Coordinated by the Ankylosing Spondylitis International Federation, a self-administered general questionnaire which included some questions on gender, age, age at onset of disease, and a history of vertebral fracture was inserted in one issue of the membership journals of the AS patient organizations in Germany and Austria.

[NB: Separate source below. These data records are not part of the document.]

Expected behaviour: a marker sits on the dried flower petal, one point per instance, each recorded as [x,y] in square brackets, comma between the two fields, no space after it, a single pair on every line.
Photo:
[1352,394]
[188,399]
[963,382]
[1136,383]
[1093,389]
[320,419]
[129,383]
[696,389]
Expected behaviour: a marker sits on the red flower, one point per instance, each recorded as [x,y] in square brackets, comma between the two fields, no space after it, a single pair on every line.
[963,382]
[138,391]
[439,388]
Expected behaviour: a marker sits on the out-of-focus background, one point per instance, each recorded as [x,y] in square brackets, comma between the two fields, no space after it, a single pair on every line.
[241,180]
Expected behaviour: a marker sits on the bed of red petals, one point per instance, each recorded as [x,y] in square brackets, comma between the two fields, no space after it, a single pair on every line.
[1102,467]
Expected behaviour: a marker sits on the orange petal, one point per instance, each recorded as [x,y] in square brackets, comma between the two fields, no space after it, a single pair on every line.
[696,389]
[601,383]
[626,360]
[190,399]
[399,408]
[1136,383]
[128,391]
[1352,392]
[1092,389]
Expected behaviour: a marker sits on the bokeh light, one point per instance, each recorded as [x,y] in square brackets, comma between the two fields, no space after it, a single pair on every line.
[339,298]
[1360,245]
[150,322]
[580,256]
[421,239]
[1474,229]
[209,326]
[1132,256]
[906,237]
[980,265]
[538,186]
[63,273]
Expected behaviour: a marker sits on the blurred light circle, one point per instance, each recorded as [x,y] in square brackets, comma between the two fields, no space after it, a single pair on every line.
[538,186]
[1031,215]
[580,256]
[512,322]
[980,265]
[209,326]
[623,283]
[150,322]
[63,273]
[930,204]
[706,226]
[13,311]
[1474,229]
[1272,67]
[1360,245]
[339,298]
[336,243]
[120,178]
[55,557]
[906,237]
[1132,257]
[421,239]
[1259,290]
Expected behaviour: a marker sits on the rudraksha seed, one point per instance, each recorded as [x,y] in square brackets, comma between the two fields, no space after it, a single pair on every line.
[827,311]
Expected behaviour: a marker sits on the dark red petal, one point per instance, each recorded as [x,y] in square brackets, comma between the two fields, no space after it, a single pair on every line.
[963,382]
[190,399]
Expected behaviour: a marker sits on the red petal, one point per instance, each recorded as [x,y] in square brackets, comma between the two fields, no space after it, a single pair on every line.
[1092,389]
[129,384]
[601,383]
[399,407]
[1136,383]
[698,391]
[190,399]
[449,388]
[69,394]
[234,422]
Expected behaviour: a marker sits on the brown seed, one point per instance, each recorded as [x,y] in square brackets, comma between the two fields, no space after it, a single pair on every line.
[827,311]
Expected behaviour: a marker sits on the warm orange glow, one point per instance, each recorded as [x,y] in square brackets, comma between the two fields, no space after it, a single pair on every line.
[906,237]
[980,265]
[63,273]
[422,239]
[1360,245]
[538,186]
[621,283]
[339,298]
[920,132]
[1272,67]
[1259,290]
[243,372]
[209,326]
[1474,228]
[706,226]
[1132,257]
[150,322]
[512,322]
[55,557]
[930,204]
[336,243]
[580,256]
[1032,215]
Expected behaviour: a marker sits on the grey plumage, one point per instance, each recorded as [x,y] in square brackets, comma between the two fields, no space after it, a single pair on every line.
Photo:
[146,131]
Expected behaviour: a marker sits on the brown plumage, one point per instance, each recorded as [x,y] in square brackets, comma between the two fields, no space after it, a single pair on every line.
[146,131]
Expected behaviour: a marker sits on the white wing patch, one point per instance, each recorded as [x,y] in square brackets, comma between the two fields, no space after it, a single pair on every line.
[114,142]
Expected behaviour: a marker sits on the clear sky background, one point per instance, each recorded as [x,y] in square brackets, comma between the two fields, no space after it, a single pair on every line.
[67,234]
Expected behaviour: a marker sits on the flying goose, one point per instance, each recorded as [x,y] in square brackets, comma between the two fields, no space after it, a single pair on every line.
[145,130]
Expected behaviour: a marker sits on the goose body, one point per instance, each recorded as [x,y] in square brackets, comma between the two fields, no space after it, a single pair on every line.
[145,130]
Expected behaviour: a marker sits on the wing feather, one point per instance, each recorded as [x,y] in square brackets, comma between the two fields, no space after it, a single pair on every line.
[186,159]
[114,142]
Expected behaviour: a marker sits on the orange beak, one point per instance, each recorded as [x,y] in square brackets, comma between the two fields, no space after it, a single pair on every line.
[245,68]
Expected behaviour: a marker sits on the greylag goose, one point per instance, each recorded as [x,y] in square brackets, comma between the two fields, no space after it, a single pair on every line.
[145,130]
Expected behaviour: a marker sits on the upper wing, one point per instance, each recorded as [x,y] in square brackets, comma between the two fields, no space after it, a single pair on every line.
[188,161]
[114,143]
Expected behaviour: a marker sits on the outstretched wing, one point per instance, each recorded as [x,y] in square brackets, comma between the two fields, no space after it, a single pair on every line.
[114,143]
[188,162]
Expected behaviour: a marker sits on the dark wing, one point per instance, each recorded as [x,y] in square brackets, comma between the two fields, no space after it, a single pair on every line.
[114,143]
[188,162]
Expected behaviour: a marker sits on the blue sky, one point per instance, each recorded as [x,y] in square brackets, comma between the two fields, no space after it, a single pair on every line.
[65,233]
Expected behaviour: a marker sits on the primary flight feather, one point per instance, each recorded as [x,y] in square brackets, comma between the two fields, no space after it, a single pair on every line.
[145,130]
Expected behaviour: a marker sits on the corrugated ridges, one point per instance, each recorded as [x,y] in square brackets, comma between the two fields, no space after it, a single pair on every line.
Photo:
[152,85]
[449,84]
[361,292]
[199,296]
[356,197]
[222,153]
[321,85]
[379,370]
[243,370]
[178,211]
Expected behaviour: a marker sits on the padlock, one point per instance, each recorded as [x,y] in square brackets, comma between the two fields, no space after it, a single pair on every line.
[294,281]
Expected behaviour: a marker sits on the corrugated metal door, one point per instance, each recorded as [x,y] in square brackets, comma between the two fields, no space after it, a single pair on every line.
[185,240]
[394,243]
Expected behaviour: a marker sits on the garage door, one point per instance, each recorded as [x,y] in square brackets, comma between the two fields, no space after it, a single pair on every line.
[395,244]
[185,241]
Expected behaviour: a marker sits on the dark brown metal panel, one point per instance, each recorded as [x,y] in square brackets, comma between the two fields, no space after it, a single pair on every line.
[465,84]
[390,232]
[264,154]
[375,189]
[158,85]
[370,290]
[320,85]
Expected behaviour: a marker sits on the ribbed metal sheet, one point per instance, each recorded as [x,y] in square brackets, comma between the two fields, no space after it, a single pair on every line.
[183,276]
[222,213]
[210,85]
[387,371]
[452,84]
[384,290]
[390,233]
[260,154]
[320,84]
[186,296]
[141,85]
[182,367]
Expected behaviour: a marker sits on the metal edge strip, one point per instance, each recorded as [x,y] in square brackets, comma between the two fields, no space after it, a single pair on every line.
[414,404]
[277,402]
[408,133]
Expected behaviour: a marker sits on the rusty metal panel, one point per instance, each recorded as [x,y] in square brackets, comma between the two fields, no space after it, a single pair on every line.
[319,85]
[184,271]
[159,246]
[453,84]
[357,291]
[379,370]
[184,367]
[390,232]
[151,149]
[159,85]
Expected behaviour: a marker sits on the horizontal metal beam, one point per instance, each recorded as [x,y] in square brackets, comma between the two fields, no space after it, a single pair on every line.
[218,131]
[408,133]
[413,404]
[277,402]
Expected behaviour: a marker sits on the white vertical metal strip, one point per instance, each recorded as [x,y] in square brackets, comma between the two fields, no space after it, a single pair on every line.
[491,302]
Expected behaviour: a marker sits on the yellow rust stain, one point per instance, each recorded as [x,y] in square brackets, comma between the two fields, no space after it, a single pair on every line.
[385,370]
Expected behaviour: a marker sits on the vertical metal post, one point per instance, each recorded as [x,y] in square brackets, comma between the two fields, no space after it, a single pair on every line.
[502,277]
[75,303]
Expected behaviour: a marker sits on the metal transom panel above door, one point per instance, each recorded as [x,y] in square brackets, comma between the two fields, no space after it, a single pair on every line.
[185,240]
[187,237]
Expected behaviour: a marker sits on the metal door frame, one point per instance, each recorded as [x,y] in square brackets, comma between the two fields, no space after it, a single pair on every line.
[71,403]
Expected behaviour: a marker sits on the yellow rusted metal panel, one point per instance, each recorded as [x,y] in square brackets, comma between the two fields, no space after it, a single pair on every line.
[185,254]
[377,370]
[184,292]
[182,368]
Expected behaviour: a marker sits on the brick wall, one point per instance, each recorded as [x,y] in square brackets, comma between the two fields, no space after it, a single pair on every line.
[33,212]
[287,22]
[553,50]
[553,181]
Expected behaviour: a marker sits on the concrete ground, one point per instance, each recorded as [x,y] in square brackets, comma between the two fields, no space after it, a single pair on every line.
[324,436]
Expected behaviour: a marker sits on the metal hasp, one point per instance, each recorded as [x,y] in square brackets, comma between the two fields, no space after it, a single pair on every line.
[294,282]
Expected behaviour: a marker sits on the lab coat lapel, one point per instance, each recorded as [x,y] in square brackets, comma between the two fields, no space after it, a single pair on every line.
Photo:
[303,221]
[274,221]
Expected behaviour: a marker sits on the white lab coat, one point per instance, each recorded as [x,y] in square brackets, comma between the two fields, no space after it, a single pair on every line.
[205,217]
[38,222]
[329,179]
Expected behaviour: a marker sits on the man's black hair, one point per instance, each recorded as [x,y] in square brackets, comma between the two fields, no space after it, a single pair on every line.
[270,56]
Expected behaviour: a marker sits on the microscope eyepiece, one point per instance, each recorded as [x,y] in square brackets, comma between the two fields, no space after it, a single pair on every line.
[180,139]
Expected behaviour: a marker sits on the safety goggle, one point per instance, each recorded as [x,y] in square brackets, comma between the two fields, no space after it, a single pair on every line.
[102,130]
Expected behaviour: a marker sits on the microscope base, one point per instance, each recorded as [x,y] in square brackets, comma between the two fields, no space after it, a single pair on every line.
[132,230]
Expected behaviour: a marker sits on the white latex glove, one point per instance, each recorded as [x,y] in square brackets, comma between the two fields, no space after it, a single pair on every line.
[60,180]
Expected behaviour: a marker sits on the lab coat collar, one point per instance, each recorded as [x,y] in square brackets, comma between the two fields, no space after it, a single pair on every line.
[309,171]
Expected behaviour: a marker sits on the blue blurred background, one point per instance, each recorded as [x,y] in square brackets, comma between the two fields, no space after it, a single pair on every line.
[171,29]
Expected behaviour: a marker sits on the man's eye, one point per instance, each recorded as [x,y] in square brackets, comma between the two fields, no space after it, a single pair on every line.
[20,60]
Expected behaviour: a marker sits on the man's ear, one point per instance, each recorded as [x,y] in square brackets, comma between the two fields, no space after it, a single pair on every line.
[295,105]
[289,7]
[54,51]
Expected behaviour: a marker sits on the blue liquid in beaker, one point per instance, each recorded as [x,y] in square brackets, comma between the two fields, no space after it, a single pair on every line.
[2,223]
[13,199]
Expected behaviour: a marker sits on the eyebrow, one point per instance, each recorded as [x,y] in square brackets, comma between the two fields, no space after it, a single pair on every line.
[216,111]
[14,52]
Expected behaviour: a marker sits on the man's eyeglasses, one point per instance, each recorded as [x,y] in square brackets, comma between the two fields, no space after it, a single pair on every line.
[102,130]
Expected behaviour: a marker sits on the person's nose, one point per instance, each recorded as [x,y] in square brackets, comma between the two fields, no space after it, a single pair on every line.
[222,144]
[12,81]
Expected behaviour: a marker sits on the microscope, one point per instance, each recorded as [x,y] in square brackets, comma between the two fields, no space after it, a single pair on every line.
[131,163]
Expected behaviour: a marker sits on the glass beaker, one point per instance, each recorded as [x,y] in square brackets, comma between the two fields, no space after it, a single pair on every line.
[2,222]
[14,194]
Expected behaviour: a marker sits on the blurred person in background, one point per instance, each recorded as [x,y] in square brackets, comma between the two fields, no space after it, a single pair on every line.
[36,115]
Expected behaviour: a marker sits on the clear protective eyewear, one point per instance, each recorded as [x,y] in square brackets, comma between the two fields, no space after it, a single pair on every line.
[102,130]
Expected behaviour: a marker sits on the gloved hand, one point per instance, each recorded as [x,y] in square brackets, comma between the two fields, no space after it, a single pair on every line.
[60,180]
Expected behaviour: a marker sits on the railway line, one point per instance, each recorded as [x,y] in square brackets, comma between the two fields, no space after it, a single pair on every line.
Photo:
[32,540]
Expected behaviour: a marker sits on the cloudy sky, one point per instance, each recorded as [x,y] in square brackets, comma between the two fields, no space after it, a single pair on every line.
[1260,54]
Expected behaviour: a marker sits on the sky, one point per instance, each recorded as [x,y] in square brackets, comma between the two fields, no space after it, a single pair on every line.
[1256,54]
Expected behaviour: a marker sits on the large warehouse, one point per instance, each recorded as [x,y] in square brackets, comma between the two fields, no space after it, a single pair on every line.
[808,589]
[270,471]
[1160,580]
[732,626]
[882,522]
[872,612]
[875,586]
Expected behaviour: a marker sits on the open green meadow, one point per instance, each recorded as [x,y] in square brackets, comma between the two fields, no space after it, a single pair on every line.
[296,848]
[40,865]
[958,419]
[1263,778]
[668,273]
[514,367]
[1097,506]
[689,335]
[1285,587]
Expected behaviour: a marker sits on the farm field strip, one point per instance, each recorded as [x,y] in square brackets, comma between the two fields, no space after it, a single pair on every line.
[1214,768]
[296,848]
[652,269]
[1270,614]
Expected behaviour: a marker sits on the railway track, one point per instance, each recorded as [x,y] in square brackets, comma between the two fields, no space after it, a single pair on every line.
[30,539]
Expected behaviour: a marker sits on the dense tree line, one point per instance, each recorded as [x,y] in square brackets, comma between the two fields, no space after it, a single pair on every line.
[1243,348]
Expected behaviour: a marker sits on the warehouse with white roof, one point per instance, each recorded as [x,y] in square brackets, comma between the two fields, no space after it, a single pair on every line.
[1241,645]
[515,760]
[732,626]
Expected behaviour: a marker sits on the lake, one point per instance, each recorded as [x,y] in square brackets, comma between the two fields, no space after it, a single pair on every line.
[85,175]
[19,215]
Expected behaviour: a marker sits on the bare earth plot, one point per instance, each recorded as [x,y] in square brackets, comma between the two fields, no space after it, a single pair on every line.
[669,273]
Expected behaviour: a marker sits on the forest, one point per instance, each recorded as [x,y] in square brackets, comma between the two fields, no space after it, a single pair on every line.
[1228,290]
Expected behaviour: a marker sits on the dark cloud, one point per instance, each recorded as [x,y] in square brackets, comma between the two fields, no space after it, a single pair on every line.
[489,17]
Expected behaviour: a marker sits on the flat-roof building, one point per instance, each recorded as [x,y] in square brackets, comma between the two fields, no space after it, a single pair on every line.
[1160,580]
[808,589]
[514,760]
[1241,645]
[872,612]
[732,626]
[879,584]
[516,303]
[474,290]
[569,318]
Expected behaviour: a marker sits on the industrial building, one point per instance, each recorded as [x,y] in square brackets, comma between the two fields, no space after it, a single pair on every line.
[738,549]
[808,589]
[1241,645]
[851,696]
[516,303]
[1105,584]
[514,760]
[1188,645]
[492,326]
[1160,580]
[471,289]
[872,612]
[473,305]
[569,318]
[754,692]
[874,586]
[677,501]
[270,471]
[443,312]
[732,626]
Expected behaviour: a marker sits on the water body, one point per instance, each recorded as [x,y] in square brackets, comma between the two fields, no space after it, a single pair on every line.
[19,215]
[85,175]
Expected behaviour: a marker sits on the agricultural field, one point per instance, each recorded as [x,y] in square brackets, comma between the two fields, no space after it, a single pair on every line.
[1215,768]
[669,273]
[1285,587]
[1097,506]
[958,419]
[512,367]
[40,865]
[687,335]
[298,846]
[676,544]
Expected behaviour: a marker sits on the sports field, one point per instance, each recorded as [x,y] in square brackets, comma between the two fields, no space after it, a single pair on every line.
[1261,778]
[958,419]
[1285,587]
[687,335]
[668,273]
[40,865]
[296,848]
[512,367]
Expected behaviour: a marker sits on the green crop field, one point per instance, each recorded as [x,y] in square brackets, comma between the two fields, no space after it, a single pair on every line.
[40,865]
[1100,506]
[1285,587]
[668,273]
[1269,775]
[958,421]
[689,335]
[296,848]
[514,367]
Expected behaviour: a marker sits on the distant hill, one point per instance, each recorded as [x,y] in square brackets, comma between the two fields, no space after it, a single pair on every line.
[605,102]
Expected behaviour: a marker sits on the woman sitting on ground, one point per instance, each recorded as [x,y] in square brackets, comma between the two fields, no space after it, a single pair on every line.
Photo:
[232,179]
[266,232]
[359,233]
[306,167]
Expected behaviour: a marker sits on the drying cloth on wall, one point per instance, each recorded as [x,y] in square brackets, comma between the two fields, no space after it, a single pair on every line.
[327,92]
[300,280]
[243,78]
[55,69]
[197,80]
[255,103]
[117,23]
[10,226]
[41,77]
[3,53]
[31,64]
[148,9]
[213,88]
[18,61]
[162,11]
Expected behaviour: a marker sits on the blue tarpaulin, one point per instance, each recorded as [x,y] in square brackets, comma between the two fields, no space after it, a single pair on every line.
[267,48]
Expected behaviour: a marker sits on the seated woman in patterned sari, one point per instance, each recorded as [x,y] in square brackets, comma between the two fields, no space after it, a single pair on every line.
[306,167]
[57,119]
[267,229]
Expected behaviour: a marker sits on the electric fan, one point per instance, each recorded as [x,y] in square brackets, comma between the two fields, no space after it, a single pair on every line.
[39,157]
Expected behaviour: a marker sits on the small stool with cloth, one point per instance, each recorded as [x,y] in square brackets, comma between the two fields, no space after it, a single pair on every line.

Among the 1,071 patients responding who all had indicated that the diagnosis of AS had been established or confirmed by a physician, 61 (5.7%) indicated a history of vertebral fracture, 15 of them (1.4%) without an accident. The prevalence of vertebral fractures was 6.2% among male AS patients and 4.6% among females (NS), and 4.8% among HLA-B27+ patients and 9.9% among HLA-B27(-) patients (p<0.05). Spinal fractures occurred more often among AS patients with peripheral arthritis (7.1%) than among patients with axial involvement only (3.1%, p<0.01). The average delay between disease onset and diagnosis of AS was 10.5 years for patients with a vertebral fracture, compared to 8.7 years for patients without any such event (p<0.05). Among patients with a disease duration >or=42 years, the prevalence of vertebral fractures was 14%. The annual incidence of vertebral fractures which occurred without an accident had a maximum of 0.1% per annum at a disease duration of 20-35 years, whereas the incidence of vertebral fractures caused by an accident increased continuously with increasing disease duration, amounting to 1.3% per annum after a disease duration of 45 years.


A considerable proportion of AS patients will experience a vertebral fracture during the course of the disease, in particular if peripheral joints are also involved.